IRA withdrawal rules are those that govern how an account holder can take money from his IRA and the possible tax penalties that apply if the he happens to violate those withdrawal rules. Different IRA retirement plans follow different withdrawal rules. New IRA withdrawal rules require that a person older than 70.5 should withdraw a portion from his retirement accounts each year. The money withdrew is treated as an ordinary income and taxed accordingly. If the person fails to take at least the minimum required withdrawal amount each year, he will incur a 50% penalty.

For Traditional IRAs, a person can only make withdrawal from his IRA account until he reaches the age of 59.5, otherwise he will incur a 10% additional tax penalty. In addition, minimum distribution rules (MDR) for Traditional IRAs begin starting at the age of 70.5. The amount that a person can withdraw is calculated using a life expectancy table in such a way that the balance in the IRA account would be zero when the person reaches his life expectancy age.

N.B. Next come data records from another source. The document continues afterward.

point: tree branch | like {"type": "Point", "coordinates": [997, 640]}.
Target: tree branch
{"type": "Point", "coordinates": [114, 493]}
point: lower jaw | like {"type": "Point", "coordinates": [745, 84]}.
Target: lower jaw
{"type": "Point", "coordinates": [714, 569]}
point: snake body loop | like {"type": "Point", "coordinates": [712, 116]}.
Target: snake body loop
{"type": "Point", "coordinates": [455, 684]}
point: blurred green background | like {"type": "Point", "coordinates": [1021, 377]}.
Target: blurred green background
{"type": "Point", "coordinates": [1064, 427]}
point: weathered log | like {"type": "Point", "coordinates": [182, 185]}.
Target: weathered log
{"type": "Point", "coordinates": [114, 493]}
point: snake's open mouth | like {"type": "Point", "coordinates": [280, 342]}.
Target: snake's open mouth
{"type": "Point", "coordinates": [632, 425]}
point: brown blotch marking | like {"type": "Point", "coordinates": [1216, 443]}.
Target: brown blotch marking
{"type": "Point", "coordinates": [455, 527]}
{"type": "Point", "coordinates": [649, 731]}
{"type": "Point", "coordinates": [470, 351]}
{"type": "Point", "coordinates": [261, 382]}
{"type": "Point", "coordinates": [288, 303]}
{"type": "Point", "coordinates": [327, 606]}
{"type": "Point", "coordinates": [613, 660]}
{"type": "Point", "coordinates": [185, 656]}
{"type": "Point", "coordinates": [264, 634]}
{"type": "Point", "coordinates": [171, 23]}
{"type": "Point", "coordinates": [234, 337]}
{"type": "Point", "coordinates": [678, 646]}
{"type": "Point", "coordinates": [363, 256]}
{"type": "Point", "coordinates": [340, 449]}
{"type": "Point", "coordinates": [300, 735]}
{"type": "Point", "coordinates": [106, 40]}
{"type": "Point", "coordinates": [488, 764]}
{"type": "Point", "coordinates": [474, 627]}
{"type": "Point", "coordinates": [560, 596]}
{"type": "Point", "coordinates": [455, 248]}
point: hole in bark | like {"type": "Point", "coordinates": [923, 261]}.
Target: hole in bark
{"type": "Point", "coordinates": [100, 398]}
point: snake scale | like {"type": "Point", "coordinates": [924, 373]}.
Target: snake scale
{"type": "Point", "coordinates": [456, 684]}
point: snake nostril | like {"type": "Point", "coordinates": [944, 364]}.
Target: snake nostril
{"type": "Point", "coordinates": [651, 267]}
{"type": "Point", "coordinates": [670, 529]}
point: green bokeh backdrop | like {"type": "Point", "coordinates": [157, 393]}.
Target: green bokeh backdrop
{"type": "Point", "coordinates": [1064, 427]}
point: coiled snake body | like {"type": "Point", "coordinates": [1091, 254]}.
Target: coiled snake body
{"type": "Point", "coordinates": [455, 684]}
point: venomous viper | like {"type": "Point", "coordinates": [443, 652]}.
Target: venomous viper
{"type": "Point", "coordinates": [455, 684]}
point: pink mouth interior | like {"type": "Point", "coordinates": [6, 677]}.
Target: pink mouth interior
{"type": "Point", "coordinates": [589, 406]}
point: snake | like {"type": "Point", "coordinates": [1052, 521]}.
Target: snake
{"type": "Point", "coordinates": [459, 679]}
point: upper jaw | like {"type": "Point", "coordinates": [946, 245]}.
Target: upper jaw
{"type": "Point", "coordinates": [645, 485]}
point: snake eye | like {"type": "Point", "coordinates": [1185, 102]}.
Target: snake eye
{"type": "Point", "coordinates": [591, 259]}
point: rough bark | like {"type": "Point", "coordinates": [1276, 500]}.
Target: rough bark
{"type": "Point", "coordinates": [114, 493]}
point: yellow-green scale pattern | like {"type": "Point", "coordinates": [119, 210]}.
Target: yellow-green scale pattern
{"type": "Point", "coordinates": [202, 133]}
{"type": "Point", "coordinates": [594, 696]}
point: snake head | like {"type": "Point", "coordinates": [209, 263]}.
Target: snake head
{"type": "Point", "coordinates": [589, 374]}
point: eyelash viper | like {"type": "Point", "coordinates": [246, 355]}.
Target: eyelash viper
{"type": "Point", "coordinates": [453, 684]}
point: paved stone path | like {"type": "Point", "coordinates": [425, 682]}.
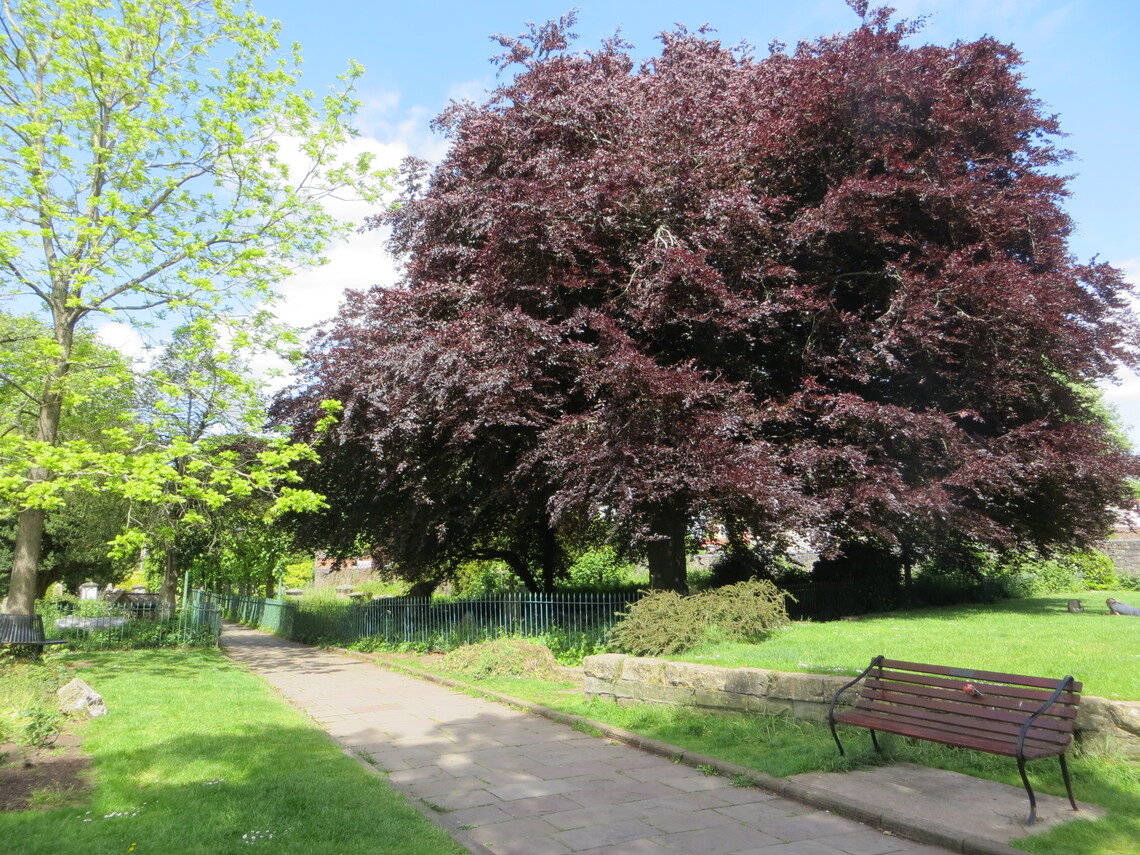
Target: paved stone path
{"type": "Point", "coordinates": [520, 784]}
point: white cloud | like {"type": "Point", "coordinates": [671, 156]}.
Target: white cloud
{"type": "Point", "coordinates": [125, 339]}
{"type": "Point", "coordinates": [1124, 395]}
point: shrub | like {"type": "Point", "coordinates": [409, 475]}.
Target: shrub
{"type": "Point", "coordinates": [502, 658]}
{"type": "Point", "coordinates": [664, 623]}
{"type": "Point", "coordinates": [1068, 572]}
{"type": "Point", "coordinates": [597, 570]}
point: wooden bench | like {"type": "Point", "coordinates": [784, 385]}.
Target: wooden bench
{"type": "Point", "coordinates": [1003, 714]}
{"type": "Point", "coordinates": [25, 630]}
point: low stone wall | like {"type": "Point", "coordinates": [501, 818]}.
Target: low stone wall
{"type": "Point", "coordinates": [1101, 724]}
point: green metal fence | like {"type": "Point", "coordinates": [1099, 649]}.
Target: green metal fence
{"type": "Point", "coordinates": [95, 625]}
{"type": "Point", "coordinates": [576, 617]}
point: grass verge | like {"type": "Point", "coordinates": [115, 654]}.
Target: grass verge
{"type": "Point", "coordinates": [784, 747]}
{"type": "Point", "coordinates": [198, 757]}
{"type": "Point", "coordinates": [1035, 635]}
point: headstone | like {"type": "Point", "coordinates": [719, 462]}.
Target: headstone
{"type": "Point", "coordinates": [79, 699]}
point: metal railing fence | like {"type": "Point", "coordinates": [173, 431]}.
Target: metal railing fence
{"type": "Point", "coordinates": [575, 618]}
{"type": "Point", "coordinates": [428, 621]}
{"type": "Point", "coordinates": [95, 625]}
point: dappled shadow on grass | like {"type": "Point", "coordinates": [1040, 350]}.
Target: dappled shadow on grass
{"type": "Point", "coordinates": [212, 794]}
{"type": "Point", "coordinates": [1051, 605]}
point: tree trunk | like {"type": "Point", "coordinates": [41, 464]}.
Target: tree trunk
{"type": "Point", "coordinates": [168, 595]}
{"type": "Point", "coordinates": [25, 561]}
{"type": "Point", "coordinates": [30, 527]}
{"type": "Point", "coordinates": [667, 551]}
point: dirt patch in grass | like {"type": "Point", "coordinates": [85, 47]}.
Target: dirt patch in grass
{"type": "Point", "coordinates": [46, 778]}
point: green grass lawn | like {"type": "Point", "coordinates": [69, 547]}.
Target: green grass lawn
{"type": "Point", "coordinates": [1035, 636]}
{"type": "Point", "coordinates": [200, 757]}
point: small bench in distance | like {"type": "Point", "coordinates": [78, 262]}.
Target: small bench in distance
{"type": "Point", "coordinates": [25, 630]}
{"type": "Point", "coordinates": [1003, 714]}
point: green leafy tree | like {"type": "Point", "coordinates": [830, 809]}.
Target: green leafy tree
{"type": "Point", "coordinates": [159, 157]}
{"type": "Point", "coordinates": [98, 396]}
{"type": "Point", "coordinates": [227, 474]}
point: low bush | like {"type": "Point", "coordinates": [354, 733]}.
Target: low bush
{"type": "Point", "coordinates": [664, 623]}
{"type": "Point", "coordinates": [502, 658]}
{"type": "Point", "coordinates": [599, 570]}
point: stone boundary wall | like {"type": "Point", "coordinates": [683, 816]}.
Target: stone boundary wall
{"type": "Point", "coordinates": [1125, 554]}
{"type": "Point", "coordinates": [1101, 724]}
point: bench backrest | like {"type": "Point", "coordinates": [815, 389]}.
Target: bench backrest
{"type": "Point", "coordinates": [987, 702]}
{"type": "Point", "coordinates": [21, 628]}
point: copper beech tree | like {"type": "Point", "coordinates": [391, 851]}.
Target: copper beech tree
{"type": "Point", "coordinates": [825, 291]}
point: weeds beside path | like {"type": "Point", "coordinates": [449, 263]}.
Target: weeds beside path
{"type": "Point", "coordinates": [1034, 635]}
{"type": "Point", "coordinates": [784, 747]}
{"type": "Point", "coordinates": [200, 757]}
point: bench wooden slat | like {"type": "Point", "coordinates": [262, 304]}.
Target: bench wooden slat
{"type": "Point", "coordinates": [995, 690]}
{"type": "Point", "coordinates": [975, 741]}
{"type": "Point", "coordinates": [959, 701]}
{"type": "Point", "coordinates": [996, 727]}
{"type": "Point", "coordinates": [974, 675]}
{"type": "Point", "coordinates": [1020, 698]}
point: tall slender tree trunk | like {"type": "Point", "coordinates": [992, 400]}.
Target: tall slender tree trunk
{"type": "Point", "coordinates": [25, 564]}
{"type": "Point", "coordinates": [667, 551]}
{"type": "Point", "coordinates": [168, 595]}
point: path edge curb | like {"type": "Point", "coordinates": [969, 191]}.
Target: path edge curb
{"type": "Point", "coordinates": [873, 815]}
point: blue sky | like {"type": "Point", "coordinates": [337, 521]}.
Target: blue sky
{"type": "Point", "coordinates": [1081, 59]}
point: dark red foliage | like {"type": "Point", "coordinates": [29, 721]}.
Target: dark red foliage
{"type": "Point", "coordinates": [824, 292]}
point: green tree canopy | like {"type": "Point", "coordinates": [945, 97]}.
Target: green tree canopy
{"type": "Point", "coordinates": [159, 157]}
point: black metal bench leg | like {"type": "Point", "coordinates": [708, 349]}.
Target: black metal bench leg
{"type": "Point", "coordinates": [1068, 784]}
{"type": "Point", "coordinates": [1033, 799]}
{"type": "Point", "coordinates": [836, 738]}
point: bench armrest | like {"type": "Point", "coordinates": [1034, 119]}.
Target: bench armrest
{"type": "Point", "coordinates": [1028, 722]}
{"type": "Point", "coordinates": [835, 701]}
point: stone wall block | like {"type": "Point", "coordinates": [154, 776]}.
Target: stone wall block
{"type": "Point", "coordinates": [605, 666]}
{"type": "Point", "coordinates": [799, 687]}
{"type": "Point", "coordinates": [748, 681]}
{"type": "Point", "coordinates": [640, 669]}
{"type": "Point", "coordinates": [694, 676]}
{"type": "Point", "coordinates": [594, 686]}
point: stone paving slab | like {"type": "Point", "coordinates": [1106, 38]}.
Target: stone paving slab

For Roth IRA withdrawals, a person is also required to reach the age of 59.5 years before he can make a qualified distribution. A qualified distribution can be done after the five taxable year period starting with the first year for which a contribution was made to a Roth IRA. However there are exemptions. A person, even if he is not yet 59.5 years old, can still make a withdrawal if he become disabled due to accident or any fortuitous event, or if he plans to use the money to buy his first home. Unlike the Traditional IRAs, Roth IRAs are not subject to minimum distribution rules.

Withdrawal rules for SIMPLE IRAs generally follow those rules that govern Traditional IRAs, including exceptions. Though, the two-year period withdrawal rule is unique to SIMPLE IRAs. The two-year period starts on the exact date that a person first participated in a SIMPLE IRA plan. If the account holder decides to take an early withdrawal within this two-year period, then the additional tax penalty is raised from 10% to 25%.

In December 10, 2008, the US House of Representatives approved the Worker, Retiree, and Employer Recovery Act of 2008. Then on December 23, 2008, the then President George Bush signed the Act into law. The new law contains provisions related to retirement plans and temporary changes to IRA withdrawal rules.

New IRA withdrawal rules for 2009 suspend mandatory distributions for the said year. The new law applies to IRA account holders, regardless of their total retirement account balance, and to beneficiaries of IRA owners. In 2010, IRA account holders whose over the age 70.5, along with those individuals who have inherited traditional IRAs or 401k IRAs, need to resume taking withdrawals from their tax-deferred retirement accounts.